Lawmakers on Tuesday also cited a state audit that found numerous fire and building code violations, including insufficient sprinklers, fire walls and exits in architectural drawings for 10 school projects. Some of the projects are completed and occupied and others are still under construction. Auditors said the failures presented a serious threat to public safety.
Under state law, the Joint Budget Committee has the authority to spend money if the Legislature isn’t in session and can document that an emergency exists.
The Department of Labor on Tuesday was given $271,000 to hire four inspectors and a temporary contract inspector to assist the state’s lone current inspector. The hiring is for six months, giving lawmakers time to come up with a more permanent solution.
The Department of Public Safety, which handles fire inspections on behalf of the labor department, was given $78,000. That money will be used to re-inspect 150 schools built over the past 18 months and to start on a backlog of 112 existing projects as the new school year begins.
Tapia said lawmakers want to transfer some of the authority for fire inspections from the state to local fire departments. They want to ensure fire officials get proper certification after state officials disclosed that many local fire inspectors weren’t certified for inspections.

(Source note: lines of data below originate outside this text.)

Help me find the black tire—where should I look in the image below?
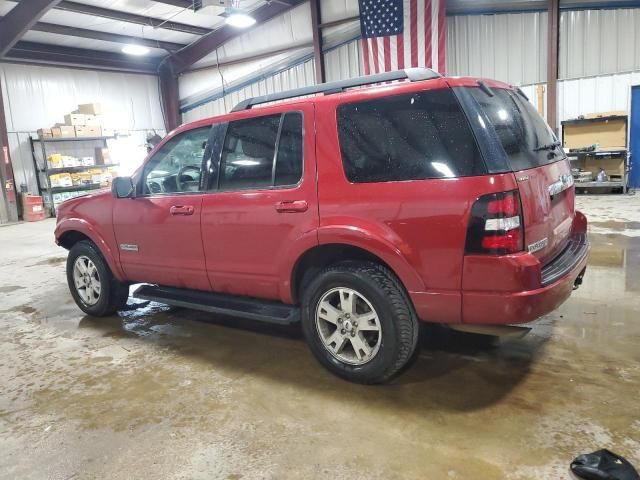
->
[67,240,129,317]
[302,261,419,384]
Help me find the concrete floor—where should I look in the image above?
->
[0,196,640,480]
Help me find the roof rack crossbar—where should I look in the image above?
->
[231,68,441,112]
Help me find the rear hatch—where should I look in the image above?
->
[470,84,575,264]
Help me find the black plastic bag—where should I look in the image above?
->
[571,450,640,480]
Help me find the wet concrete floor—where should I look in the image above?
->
[0,196,640,480]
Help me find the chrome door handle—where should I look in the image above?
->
[169,205,195,215]
[276,200,309,213]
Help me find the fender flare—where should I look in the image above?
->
[280,219,425,301]
[54,218,126,282]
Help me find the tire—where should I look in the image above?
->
[302,262,419,384]
[67,240,129,317]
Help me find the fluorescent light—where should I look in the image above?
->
[122,45,149,56]
[225,12,256,28]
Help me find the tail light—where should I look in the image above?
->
[465,190,524,255]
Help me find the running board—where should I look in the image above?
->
[132,285,300,325]
[447,323,531,338]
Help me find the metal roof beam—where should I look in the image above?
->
[171,0,305,73]
[48,0,211,36]
[0,0,60,57]
[4,42,160,75]
[26,22,186,52]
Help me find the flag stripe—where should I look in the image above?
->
[396,35,404,70]
[433,0,447,74]
[409,0,418,67]
[424,0,440,68]
[382,37,391,72]
[362,38,371,75]
[371,38,380,73]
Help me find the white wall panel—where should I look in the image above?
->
[0,63,164,192]
[324,40,364,82]
[182,61,315,122]
[447,12,547,85]
[559,8,640,78]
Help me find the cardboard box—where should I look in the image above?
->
[562,118,627,150]
[76,103,103,115]
[75,125,102,137]
[49,173,73,188]
[584,157,624,177]
[64,113,86,127]
[84,115,102,127]
[96,147,111,165]
[47,153,62,168]
[51,125,76,138]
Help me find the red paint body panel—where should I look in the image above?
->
[56,74,586,324]
[113,194,211,290]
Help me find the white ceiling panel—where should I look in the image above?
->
[41,9,200,44]
[69,0,265,29]
[22,31,167,58]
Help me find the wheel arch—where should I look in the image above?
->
[55,219,126,282]
[291,243,420,303]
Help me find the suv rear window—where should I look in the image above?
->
[470,88,564,171]
[337,89,485,183]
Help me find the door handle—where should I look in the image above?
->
[276,200,309,213]
[169,205,194,215]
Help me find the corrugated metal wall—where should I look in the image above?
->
[324,40,364,82]
[559,8,640,78]
[182,61,315,122]
[447,12,547,85]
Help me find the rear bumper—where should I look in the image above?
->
[462,232,590,325]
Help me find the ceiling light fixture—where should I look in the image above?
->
[224,9,256,28]
[122,45,149,56]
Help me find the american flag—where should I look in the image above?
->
[358,0,446,75]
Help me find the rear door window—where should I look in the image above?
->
[219,112,303,190]
[337,89,486,183]
[470,88,564,171]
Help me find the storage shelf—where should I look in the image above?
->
[42,183,108,193]
[567,149,627,158]
[33,137,116,143]
[574,181,624,188]
[40,163,120,175]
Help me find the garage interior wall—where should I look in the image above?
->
[180,5,640,132]
[0,63,164,196]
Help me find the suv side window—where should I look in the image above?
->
[219,112,303,191]
[337,89,486,183]
[142,127,210,195]
[274,112,303,186]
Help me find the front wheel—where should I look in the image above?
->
[302,262,419,384]
[67,240,129,317]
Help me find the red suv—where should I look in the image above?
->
[55,69,589,383]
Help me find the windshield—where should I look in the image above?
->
[470,88,564,171]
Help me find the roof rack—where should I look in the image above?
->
[231,68,441,112]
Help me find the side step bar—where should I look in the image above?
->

Paul Cooke, executive director of the Colorado State Fire Chiefs’ Association, which represents 300 departments across the state, welcomed the additional state inspectors. But he said it would do little to address safety issues that were neglected over the past 20 years as schools were being built.
Cooke said lawmakers shouldn’t be surprised that local fire officials are not certified to do school safety inspections because 60 percent of Colorado’s firefighters are volunteers.
Tapia said lawmakers plan to address the certification issue when they convene in January, hoping to come up with a way to pay local fire departments for training, certification and inspecting older schools to make sure they at least meet basic health and safety requirements.
House Speaker Andrew Romanoff, D-Denver, said Tuesday he has asked for a statewide safety audit of school buildings.
“We’re going to fast-track this so we can find a permanent solution,” he said.